Policymakers in the United States are being urged to revise and embed energy efficiency tax credits. Three commonly claimed incentives for homeowners, builders, and commercial and multifamily landlords technically expired in the U.S. tax code on December 31, 2017, but were given a short-term reprieve for the 2018 tax year.
Since then, a broad coalition of manufacturers, trade associations and public advocacy groups has pushed to have the incentives re-established for the long-term, along with updated criteria to recognize achievable energy performance advances since the incentives were first introduced. ASHRAE, the Air-Conditioning, Heating & Refrigeration Institute, the Illuminating Engineering Society, the National Insulation Association and the U.S. Green Building Council are among 33 signatories of a May 1 letter to the U.S. congress.
“The fact that we have no direct incentives for energy efficiency in the U.S. tax code is just a gross omission,” asserts Jason Harke, president, of the Alliance to Save Energy, which has taken the lead in the effort. “We’re talking about a huge opportunity to improve equipment, homes and buildings that will be in use for decades and, by failing to incentivize efficiency, we are effectively guaranteeing millions of tons of unnecessary carbon emissions every year.”
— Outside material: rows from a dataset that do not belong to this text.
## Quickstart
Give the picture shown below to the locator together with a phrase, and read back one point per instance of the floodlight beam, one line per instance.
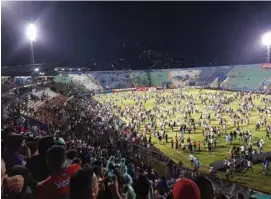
(266, 40)
(31, 32)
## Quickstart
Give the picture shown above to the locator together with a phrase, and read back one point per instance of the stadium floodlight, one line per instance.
(31, 33)
(266, 40)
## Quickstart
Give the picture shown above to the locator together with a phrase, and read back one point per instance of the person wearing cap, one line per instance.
(205, 186)
(57, 185)
(127, 181)
(37, 163)
(186, 189)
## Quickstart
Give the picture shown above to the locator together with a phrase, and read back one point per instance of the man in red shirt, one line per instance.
(57, 185)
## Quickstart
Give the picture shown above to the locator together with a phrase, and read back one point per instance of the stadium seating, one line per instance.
(183, 77)
(113, 79)
(63, 78)
(247, 77)
(158, 77)
(209, 74)
(141, 78)
(86, 80)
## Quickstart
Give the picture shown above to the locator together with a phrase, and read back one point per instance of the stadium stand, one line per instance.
(247, 77)
(209, 74)
(141, 78)
(113, 79)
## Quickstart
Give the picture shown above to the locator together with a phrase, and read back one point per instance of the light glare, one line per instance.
(31, 32)
(266, 40)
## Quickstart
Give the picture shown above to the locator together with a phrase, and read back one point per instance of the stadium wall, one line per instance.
(240, 77)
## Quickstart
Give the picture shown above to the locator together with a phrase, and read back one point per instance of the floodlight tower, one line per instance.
(31, 33)
(266, 40)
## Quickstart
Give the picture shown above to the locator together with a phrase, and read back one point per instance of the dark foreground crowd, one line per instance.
(90, 159)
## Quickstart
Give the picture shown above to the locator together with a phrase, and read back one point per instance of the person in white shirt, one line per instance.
(249, 166)
(191, 158)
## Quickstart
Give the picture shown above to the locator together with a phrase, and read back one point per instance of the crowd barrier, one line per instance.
(256, 158)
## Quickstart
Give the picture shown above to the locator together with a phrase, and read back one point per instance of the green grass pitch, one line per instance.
(255, 180)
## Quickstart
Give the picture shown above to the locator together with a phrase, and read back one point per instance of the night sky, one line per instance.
(220, 32)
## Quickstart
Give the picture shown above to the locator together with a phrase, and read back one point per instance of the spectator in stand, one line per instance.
(186, 189)
(12, 154)
(33, 146)
(26, 192)
(143, 188)
(71, 155)
(10, 185)
(57, 185)
(83, 185)
(205, 186)
(163, 187)
(38, 163)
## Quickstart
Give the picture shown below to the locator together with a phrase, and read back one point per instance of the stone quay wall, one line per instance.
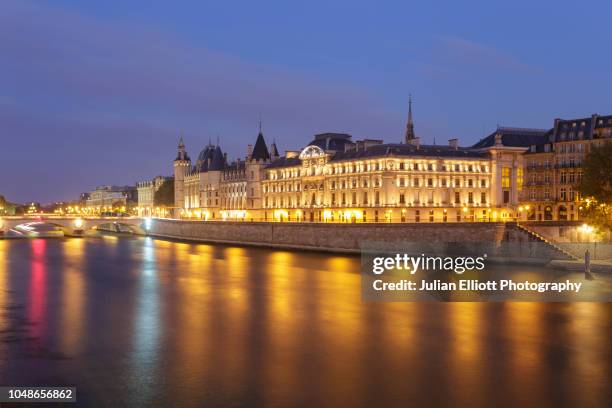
(332, 237)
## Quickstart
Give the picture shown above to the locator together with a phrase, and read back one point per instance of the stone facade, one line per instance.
(554, 167)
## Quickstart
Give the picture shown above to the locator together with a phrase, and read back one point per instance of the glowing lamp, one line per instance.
(78, 223)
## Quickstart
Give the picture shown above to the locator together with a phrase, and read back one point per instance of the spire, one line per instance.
(273, 150)
(260, 124)
(260, 150)
(182, 153)
(410, 125)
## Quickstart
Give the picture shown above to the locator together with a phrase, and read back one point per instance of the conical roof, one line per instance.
(260, 151)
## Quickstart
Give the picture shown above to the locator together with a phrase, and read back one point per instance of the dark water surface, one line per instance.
(137, 321)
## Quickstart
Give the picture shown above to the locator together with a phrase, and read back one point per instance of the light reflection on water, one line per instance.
(136, 321)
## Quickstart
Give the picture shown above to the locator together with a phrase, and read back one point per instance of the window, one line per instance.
(505, 177)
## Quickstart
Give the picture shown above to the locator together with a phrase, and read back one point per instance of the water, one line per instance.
(137, 321)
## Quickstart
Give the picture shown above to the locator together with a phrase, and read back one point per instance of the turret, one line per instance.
(182, 163)
(256, 162)
(273, 152)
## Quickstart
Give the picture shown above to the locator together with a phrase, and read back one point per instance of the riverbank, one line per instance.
(351, 238)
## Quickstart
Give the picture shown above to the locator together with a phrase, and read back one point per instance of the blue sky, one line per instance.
(96, 93)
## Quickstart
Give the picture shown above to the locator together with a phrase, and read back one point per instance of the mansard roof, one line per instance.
(394, 149)
(391, 149)
(514, 137)
(260, 151)
(331, 141)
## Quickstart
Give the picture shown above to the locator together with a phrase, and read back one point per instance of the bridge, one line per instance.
(75, 226)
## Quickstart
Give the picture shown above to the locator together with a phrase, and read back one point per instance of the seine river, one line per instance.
(137, 321)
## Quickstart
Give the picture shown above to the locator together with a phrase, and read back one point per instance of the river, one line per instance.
(137, 321)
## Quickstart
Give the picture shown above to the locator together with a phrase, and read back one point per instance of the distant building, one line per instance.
(6, 207)
(111, 198)
(146, 195)
(336, 179)
(554, 167)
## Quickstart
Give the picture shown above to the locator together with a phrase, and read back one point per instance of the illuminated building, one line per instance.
(553, 167)
(146, 195)
(336, 179)
(110, 198)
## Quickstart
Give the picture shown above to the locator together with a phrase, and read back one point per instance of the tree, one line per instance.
(164, 196)
(596, 186)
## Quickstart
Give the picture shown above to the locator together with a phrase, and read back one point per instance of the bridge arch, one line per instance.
(75, 225)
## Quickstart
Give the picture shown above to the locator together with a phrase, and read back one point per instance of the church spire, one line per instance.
(410, 125)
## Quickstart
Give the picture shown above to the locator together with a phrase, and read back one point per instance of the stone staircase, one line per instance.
(539, 238)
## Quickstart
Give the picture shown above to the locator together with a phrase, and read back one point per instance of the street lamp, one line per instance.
(78, 223)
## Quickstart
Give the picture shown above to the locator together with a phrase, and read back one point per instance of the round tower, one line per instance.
(182, 164)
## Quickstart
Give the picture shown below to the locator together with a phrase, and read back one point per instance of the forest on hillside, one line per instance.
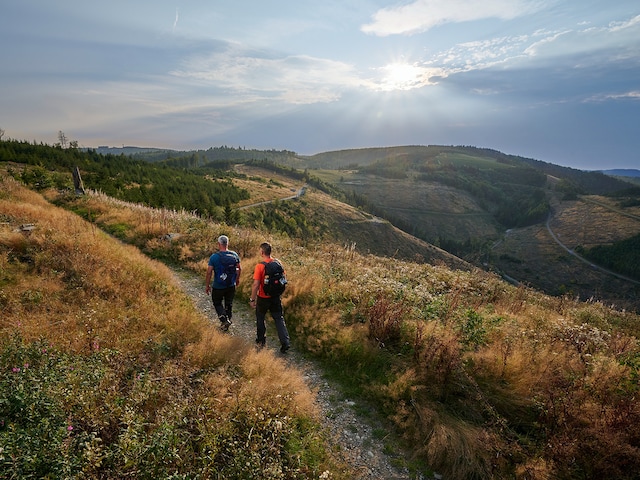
(156, 185)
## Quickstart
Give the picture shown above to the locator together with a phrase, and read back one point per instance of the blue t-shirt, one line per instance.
(224, 265)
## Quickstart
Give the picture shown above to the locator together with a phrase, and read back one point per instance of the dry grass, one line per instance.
(77, 291)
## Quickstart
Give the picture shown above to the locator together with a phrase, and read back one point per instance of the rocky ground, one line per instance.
(352, 432)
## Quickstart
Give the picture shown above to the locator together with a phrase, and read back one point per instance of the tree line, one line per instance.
(156, 185)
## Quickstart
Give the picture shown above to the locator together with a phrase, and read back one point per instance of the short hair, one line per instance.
(266, 248)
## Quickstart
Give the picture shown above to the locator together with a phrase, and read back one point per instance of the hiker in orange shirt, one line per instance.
(263, 302)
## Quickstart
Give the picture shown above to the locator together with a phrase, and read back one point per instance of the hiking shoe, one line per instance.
(225, 323)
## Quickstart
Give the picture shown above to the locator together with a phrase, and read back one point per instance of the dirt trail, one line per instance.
(354, 434)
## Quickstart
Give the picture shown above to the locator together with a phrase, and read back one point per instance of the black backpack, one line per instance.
(229, 273)
(274, 278)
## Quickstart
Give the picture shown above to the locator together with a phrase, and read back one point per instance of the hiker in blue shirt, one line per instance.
(224, 267)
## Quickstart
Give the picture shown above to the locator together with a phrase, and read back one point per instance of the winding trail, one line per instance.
(355, 435)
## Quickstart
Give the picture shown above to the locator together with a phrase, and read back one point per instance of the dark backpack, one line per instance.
(274, 278)
(227, 275)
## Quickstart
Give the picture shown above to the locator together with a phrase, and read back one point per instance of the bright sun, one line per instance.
(402, 76)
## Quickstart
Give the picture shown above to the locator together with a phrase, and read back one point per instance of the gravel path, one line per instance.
(354, 434)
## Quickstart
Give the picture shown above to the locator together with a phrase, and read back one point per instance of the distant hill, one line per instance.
(441, 204)
(622, 172)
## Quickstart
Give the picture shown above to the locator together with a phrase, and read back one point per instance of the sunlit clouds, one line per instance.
(315, 76)
(421, 15)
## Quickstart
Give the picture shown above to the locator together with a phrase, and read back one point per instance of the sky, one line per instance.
(553, 80)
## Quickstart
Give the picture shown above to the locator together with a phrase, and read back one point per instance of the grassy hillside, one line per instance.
(410, 202)
(481, 379)
(107, 371)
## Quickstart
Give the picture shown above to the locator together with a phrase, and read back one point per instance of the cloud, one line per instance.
(422, 15)
(294, 79)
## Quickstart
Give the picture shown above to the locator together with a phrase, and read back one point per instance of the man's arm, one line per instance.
(207, 281)
(254, 292)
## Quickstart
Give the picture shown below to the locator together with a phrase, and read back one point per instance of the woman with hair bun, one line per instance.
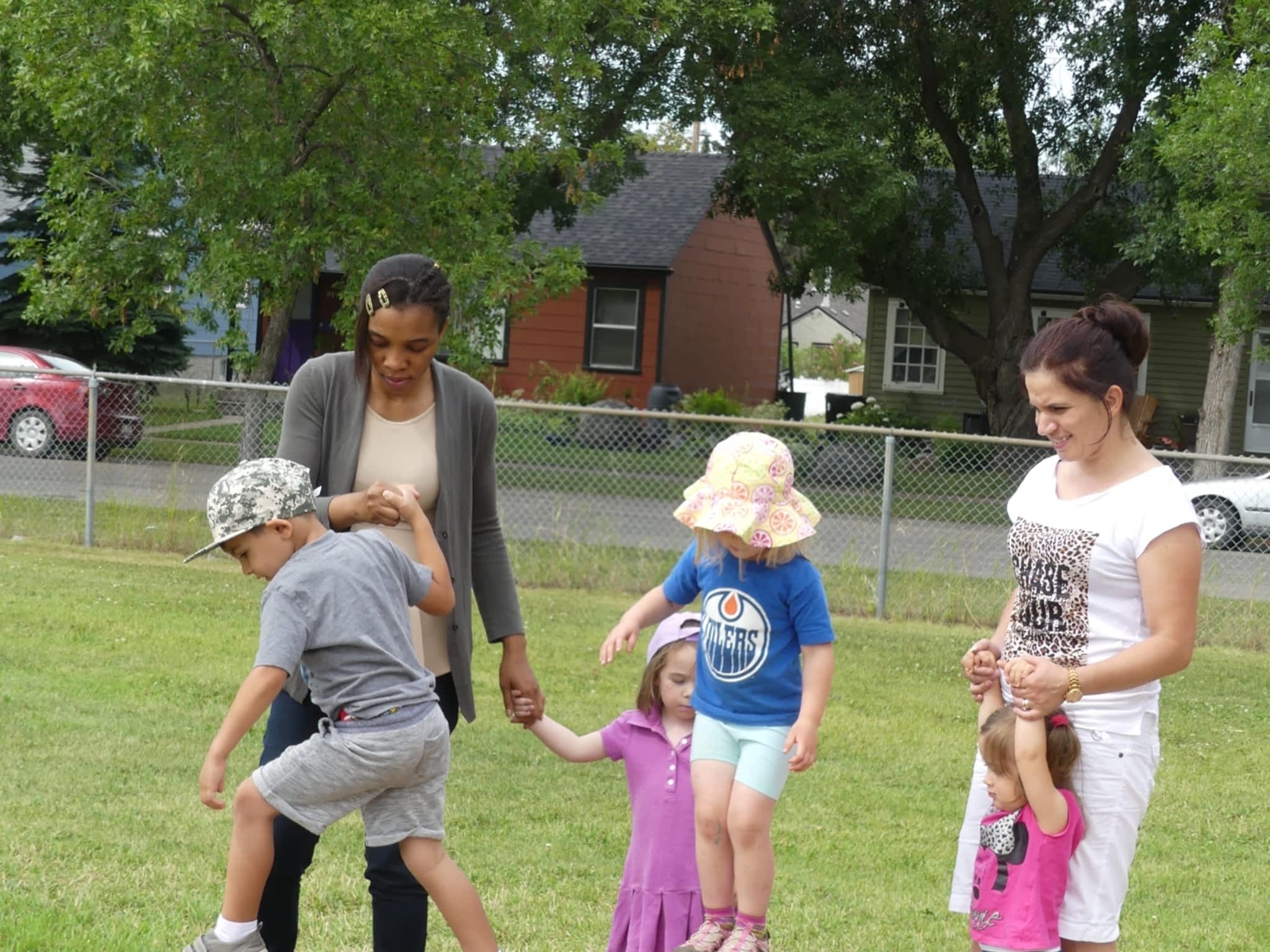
(1106, 555)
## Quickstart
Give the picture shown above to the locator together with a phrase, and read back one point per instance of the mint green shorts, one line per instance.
(755, 752)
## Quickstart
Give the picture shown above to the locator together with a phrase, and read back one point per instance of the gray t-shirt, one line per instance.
(339, 607)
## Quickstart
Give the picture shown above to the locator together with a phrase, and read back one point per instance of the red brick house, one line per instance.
(672, 296)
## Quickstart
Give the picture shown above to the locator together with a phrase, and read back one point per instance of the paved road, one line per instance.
(943, 547)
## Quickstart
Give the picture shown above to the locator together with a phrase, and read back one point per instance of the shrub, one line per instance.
(572, 387)
(870, 413)
(710, 403)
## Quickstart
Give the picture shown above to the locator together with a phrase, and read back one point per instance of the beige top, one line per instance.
(406, 452)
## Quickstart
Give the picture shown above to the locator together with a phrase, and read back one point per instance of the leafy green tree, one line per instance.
(162, 352)
(278, 133)
(864, 133)
(1215, 149)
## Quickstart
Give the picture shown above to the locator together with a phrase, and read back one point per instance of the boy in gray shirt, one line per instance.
(334, 612)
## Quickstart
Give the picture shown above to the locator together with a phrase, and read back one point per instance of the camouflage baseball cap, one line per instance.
(253, 493)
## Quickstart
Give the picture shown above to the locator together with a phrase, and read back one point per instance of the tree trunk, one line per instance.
(260, 407)
(1214, 416)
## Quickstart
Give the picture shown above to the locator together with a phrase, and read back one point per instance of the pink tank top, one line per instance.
(1020, 876)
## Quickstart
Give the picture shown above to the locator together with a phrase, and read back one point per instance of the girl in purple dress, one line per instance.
(659, 899)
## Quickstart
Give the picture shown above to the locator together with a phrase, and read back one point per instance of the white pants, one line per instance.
(1113, 782)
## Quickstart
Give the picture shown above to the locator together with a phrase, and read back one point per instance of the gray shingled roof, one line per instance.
(647, 221)
(853, 315)
(1001, 200)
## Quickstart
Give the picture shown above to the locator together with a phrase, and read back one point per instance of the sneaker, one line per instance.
(709, 937)
(210, 943)
(747, 940)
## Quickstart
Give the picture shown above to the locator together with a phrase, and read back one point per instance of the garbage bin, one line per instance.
(974, 425)
(796, 404)
(660, 397)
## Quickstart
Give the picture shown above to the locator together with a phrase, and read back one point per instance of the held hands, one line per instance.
(1039, 685)
(522, 697)
(980, 667)
(403, 500)
(211, 781)
(624, 637)
(376, 508)
(807, 736)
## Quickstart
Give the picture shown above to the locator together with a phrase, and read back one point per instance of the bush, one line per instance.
(573, 387)
(870, 413)
(710, 403)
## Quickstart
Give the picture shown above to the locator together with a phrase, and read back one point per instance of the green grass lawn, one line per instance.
(116, 668)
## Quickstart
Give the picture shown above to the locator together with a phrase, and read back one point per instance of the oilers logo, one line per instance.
(735, 635)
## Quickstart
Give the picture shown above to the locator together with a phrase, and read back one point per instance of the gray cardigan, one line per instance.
(322, 428)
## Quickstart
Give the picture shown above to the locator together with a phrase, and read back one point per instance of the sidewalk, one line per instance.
(192, 426)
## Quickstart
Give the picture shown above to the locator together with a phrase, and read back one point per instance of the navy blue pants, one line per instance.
(399, 907)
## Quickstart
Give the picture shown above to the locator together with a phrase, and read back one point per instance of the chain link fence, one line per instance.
(916, 530)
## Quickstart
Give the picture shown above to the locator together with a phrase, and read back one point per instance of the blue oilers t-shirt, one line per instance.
(752, 631)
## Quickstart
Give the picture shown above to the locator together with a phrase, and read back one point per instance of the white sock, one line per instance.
(233, 932)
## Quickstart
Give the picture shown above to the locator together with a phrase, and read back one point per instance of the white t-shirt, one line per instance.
(1076, 563)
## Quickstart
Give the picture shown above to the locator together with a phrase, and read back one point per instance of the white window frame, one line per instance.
(893, 306)
(1057, 312)
(497, 352)
(637, 329)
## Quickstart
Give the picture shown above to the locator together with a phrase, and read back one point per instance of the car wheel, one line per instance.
(31, 432)
(1219, 522)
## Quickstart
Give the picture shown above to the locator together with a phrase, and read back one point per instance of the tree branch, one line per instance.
(324, 99)
(267, 59)
(306, 152)
(991, 252)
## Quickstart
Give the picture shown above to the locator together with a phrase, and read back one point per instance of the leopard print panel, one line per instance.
(998, 835)
(1052, 614)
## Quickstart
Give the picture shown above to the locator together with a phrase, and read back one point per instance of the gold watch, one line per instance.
(1073, 687)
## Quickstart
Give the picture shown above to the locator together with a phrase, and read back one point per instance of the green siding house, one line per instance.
(905, 368)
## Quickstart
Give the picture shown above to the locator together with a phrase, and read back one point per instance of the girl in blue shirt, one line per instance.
(765, 663)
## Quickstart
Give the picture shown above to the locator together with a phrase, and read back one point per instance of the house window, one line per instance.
(913, 359)
(494, 346)
(614, 328)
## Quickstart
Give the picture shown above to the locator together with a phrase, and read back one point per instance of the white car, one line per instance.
(1231, 508)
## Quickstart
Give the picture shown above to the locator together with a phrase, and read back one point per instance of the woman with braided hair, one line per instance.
(389, 414)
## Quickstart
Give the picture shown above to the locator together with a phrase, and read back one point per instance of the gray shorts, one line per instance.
(391, 769)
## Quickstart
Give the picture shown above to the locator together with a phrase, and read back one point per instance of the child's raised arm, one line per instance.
(441, 593)
(559, 739)
(1044, 798)
(652, 609)
(990, 701)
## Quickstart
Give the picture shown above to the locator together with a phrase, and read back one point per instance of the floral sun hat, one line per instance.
(748, 490)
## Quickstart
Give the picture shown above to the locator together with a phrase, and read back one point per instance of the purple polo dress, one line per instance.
(659, 901)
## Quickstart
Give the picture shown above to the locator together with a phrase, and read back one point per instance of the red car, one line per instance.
(41, 412)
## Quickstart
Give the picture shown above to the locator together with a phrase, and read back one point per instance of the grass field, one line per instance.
(116, 669)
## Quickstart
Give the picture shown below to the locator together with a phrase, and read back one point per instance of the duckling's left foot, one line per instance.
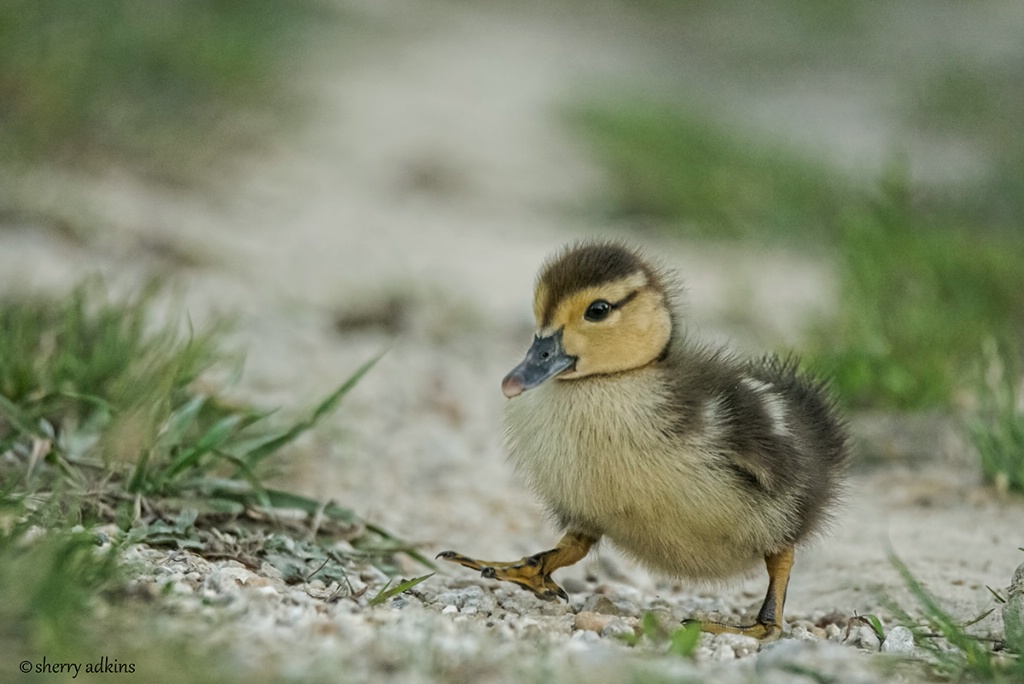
(769, 624)
(531, 572)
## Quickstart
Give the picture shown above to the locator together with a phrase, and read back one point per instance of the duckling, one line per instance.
(695, 463)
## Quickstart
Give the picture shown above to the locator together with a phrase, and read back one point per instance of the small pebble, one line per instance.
(724, 652)
(863, 637)
(591, 622)
(616, 627)
(740, 644)
(605, 605)
(1013, 609)
(899, 640)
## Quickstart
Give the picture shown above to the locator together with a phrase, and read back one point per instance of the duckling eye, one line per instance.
(598, 310)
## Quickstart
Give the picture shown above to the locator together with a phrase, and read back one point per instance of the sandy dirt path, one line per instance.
(415, 208)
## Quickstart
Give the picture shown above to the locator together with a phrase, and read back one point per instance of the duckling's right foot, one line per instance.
(528, 572)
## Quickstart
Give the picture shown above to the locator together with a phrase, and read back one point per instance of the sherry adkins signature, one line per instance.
(103, 666)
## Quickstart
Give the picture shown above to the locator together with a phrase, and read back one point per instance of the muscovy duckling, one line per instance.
(695, 463)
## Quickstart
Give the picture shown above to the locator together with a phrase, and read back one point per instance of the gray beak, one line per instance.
(545, 359)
The coalition supports both more stringent energy performance requirements and more lucrative credits for qualifying taxpayers. For example, builders can currently claim a maximum credit of $2,000 per home, including for each unit in low-rise multifamily buildings no greater than three storeys, while the coalition calls for a new $2,500 maximum. It also suggests lifting the maximum credit for homeowners making energy improvements in their dwellings from $500 to $1,200.